Поезд тащился через центр города, со скрежетом тормозя на знакомых станциях. Клинг разглядывал пейзажи, мелькавшие за окном вагона. Город был большим и грязным, но если вы в нем родились и выросли, он стал частью вашего существа, как печень или органы пищеварения. Он разглядывал город и одновременно следил за стрелками часов. Поезд ринулся в туннель и проник в утробу мегаполиса. Клинг сидел и ждал. Пассажиры выходили и входили. Клинг не спускал глаз со стрелок.

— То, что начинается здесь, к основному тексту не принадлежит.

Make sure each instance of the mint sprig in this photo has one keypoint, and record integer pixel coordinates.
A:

В одиннадцать ноль два поезд остановился на подземной станции. Предыдущая остановка была в десять пятьдесят восемь. Как бы там ни было, в расчет приходилось принимать обе станции. Он вышел из поезда и поднялся наверх, очутившись в центре Айолы.
Дома вздымались к небу, пронзая ночь пестрыми пятнами красного, оранжевого, зеленого и желтого света. На углу был магазин мужской одежды, пекарня, стоянка такси, магазин женского платья, на противоположной стороне улицы – автобусная остановка, подъезд кинотеатра, кондитерская, китайский ресторан и бар. Все эти заведения и вывески были как близнецы схожи с такими же, рассыпанными по всему городу.
Он тяжело вздохнул.
Если Дженни встречалась со своим приятелем здесь и если её приятеля зовут Клиффорд, прочесать этот район – что искать иголку в стоге сена.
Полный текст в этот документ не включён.